A point source of light emits isotopically with a power of 200 W . What is the force due to the light on a totally absorbing sphere of radius 2.0 cm at a distance of 20 mfrom the source?

The radius of a sphere,$r=0.02m$

The distance,$d=20m$

The power, $P=200W$

The intensity can be calculated from the following equation.

$\mathit{I}\mathbf{=}\frac{\mathbf{P}}{\mathbf{4}\mathbf{\pi }{\mathbf{d}}^{\mathbf{2}}}$

By using the value of intensity in the above equation, you can find the force due to the light on a totally absorbing sphere.

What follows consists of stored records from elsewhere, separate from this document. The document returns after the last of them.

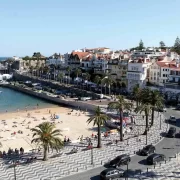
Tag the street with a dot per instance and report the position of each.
(168, 146)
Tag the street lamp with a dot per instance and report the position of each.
(127, 170)
(146, 135)
(92, 154)
(15, 163)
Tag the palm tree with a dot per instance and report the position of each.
(146, 107)
(108, 81)
(97, 79)
(121, 104)
(68, 69)
(137, 94)
(98, 119)
(156, 102)
(60, 77)
(45, 136)
(87, 76)
(78, 72)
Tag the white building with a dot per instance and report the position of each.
(137, 73)
(56, 59)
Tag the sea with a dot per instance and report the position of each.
(4, 58)
(11, 100)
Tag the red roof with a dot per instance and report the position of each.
(171, 65)
(81, 54)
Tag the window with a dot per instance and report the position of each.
(108, 174)
(116, 172)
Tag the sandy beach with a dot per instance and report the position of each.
(73, 124)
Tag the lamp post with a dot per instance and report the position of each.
(146, 136)
(92, 154)
(127, 171)
(14, 166)
(160, 122)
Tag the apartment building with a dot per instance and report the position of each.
(118, 69)
(138, 72)
(56, 59)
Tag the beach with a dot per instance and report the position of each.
(15, 126)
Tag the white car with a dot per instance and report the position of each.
(172, 118)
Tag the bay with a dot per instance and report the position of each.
(12, 100)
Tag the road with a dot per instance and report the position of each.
(167, 146)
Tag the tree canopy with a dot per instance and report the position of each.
(176, 46)
(162, 44)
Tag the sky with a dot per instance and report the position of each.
(50, 26)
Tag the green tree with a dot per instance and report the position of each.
(60, 77)
(98, 120)
(26, 58)
(176, 46)
(156, 103)
(141, 45)
(45, 136)
(37, 55)
(87, 76)
(121, 104)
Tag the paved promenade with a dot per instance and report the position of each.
(68, 164)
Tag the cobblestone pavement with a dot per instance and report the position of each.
(68, 164)
(167, 170)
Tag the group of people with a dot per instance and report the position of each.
(66, 140)
(11, 151)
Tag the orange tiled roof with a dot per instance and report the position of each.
(171, 65)
(81, 54)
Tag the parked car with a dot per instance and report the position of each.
(120, 160)
(172, 132)
(172, 119)
(111, 173)
(155, 158)
(149, 149)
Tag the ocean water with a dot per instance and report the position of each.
(3, 58)
(11, 100)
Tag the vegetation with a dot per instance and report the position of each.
(121, 104)
(162, 45)
(98, 120)
(176, 46)
(45, 136)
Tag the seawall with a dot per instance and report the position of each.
(55, 100)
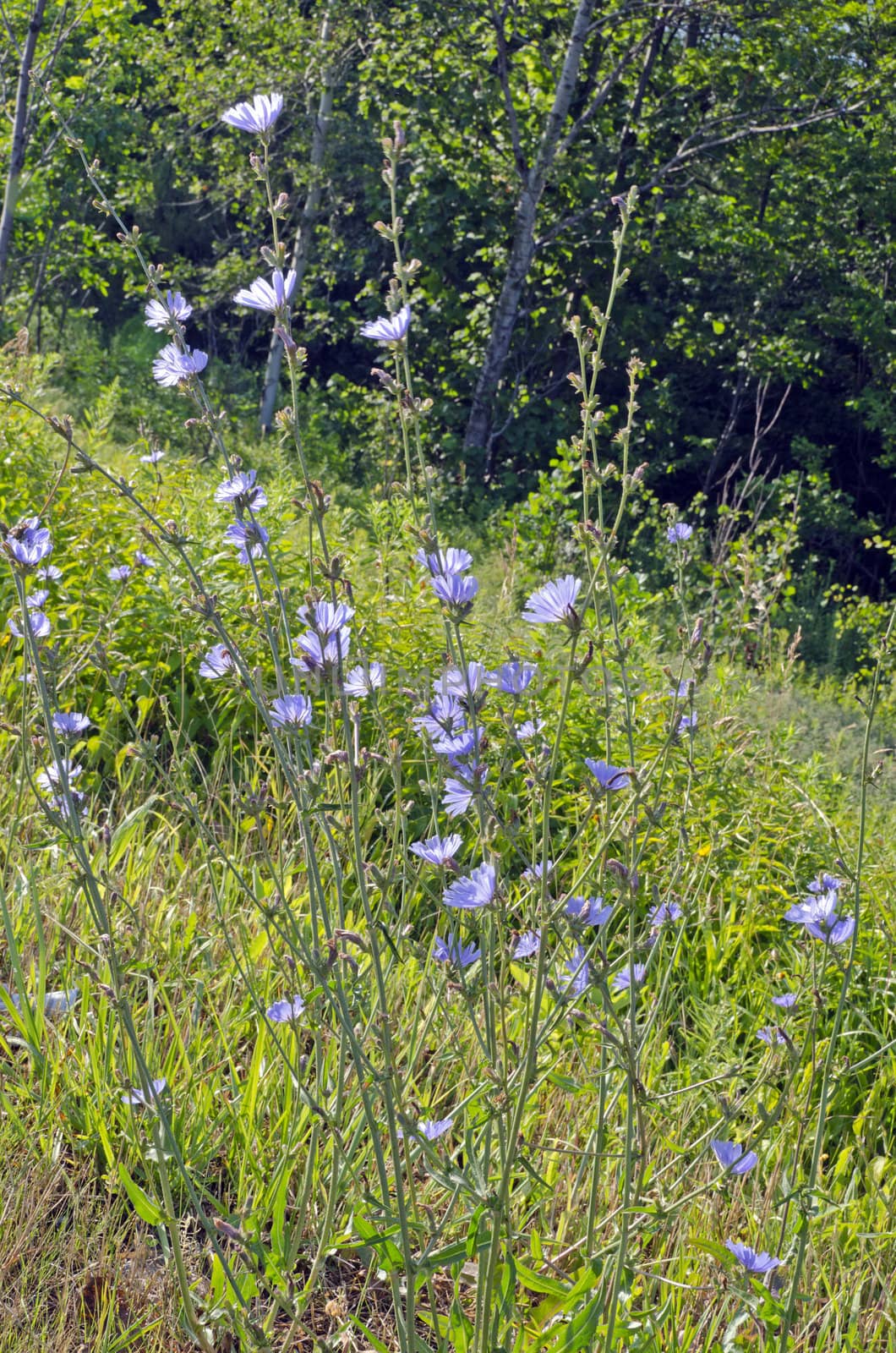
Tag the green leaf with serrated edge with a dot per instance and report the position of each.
(144, 1206)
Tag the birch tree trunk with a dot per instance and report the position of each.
(478, 436)
(19, 141)
(302, 245)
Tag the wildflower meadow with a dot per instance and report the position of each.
(421, 935)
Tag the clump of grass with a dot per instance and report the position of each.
(407, 950)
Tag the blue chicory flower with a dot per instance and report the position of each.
(455, 590)
(826, 884)
(624, 980)
(459, 682)
(326, 617)
(249, 536)
(472, 893)
(437, 850)
(271, 297)
(555, 604)
(451, 561)
(139, 1099)
(527, 944)
(292, 712)
(364, 681)
(580, 973)
(69, 726)
(512, 678)
(37, 624)
(538, 870)
(322, 656)
(664, 912)
(454, 951)
(64, 771)
(54, 1003)
(29, 543)
(160, 315)
(258, 117)
(819, 915)
(172, 365)
(434, 1127)
(216, 662)
(444, 717)
(589, 911)
(608, 777)
(389, 328)
(243, 491)
(734, 1159)
(751, 1260)
(459, 792)
(283, 1012)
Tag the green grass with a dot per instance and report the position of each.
(203, 863)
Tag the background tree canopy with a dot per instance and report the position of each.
(760, 137)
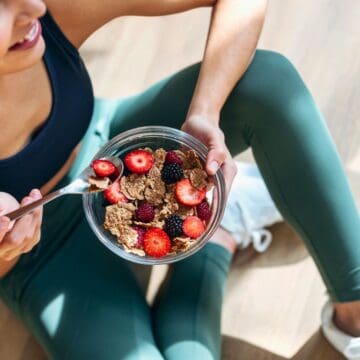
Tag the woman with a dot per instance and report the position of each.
(78, 299)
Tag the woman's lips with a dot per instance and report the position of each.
(30, 39)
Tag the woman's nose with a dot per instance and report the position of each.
(31, 11)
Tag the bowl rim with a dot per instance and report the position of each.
(168, 133)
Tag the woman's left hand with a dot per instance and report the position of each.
(207, 130)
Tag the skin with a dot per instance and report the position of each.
(232, 39)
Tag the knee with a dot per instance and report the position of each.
(273, 80)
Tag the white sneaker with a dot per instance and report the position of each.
(249, 209)
(347, 345)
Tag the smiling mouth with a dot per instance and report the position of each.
(30, 39)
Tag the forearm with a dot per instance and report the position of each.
(233, 35)
(6, 266)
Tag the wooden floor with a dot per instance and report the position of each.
(273, 301)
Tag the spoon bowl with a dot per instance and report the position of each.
(78, 186)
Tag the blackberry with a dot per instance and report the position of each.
(172, 173)
(173, 226)
(145, 212)
(172, 158)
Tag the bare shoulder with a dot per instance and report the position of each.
(78, 19)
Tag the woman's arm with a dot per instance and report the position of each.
(234, 32)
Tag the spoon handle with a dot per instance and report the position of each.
(16, 214)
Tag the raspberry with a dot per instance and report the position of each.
(141, 233)
(203, 211)
(172, 173)
(145, 212)
(173, 226)
(172, 158)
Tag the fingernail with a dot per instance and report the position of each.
(4, 222)
(26, 201)
(214, 166)
(35, 192)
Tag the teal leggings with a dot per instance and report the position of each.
(82, 302)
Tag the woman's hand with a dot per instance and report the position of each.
(208, 132)
(21, 236)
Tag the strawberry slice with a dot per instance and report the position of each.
(113, 194)
(187, 194)
(156, 243)
(103, 168)
(139, 161)
(193, 227)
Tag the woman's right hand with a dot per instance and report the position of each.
(21, 236)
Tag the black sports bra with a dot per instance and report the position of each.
(72, 107)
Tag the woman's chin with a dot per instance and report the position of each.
(20, 60)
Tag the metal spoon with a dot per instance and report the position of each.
(80, 186)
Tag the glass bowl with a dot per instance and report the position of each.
(154, 137)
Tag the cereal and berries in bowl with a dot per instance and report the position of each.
(164, 207)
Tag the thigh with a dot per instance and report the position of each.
(85, 304)
(166, 103)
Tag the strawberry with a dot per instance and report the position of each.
(156, 243)
(139, 161)
(140, 239)
(193, 227)
(187, 194)
(203, 211)
(114, 175)
(113, 193)
(103, 167)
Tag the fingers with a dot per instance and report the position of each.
(26, 231)
(229, 170)
(217, 153)
(4, 226)
(37, 213)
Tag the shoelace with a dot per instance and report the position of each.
(260, 238)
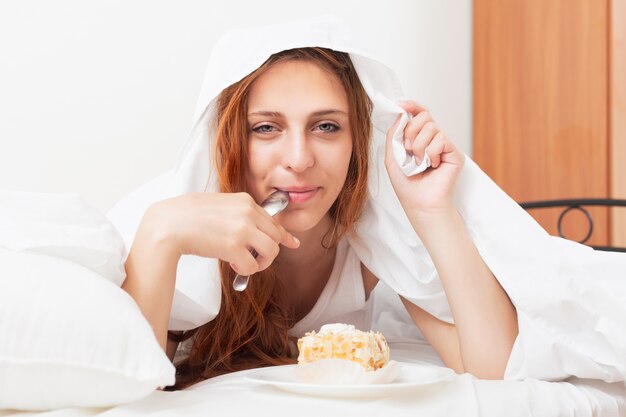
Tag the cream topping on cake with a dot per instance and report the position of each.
(343, 341)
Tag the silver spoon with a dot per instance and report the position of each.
(274, 204)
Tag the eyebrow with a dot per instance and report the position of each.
(316, 114)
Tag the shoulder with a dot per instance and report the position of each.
(369, 281)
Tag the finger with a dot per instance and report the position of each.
(287, 239)
(267, 250)
(243, 262)
(412, 107)
(388, 142)
(423, 139)
(268, 225)
(414, 126)
(436, 149)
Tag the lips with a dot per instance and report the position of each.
(300, 194)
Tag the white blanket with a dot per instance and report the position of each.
(571, 300)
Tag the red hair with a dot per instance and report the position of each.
(251, 329)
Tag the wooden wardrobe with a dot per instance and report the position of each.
(549, 106)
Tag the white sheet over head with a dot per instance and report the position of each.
(571, 300)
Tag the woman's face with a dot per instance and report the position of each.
(299, 140)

$\mathit{F}\mathbf{=}\frac{\mathbf{I}}{\mathbf{A}\mathbf{c}}$

Here, $\mathit{I}$ is the intensity, $\mathit{P}$ is the power, $\mathit{d}$ is the distance, $\mathit{A}$ is the area, and $\mathit{c}$ is the speed of light having a value $\mathbf{3}\mathbf{\times }{\mathbf{10}}^{\mathbf{8}}\mathbf{}\mathit{m}\mathbf{/}\mathit{s}$.

First, calculate the intensity at distance $r$ by using the formula below.

$$\begin{gathered} I=\frac{P}{4\pi d^2} \\ =\frac{200W}{4\times 3.14\times {(20m)}^2} \\ =0.040W/m^2 \end{gathered}$$

Now, if the radiation is totally absorbed by the surface, the force is given by,

$F=\frac{IA}{c}$ ….. (1)

Where, $A$ is the area of the sphere, and it can be calculated as,

$$\begin{gathered} A=4\pi r^2 \\ =4\times 3.14\times {\left(0.02\text{m}\right)}^2 \\ =5.024\times {10}^{-3}{m}^2 \end{gathered}$$

Substitute known values into equation (1), and you get

$$\begin{gathered} F=\frac{2\times (0.040w/m^2)\times (5.024\times {10}^{-3}{m}^2)}{3\times {10}^{8}m/s} \\ =1.33\times {10}^{-12}N \end{gathered}$$

Hence, the radiation force on the surface from the light rays is $1.33\times {10}^{-12}N$.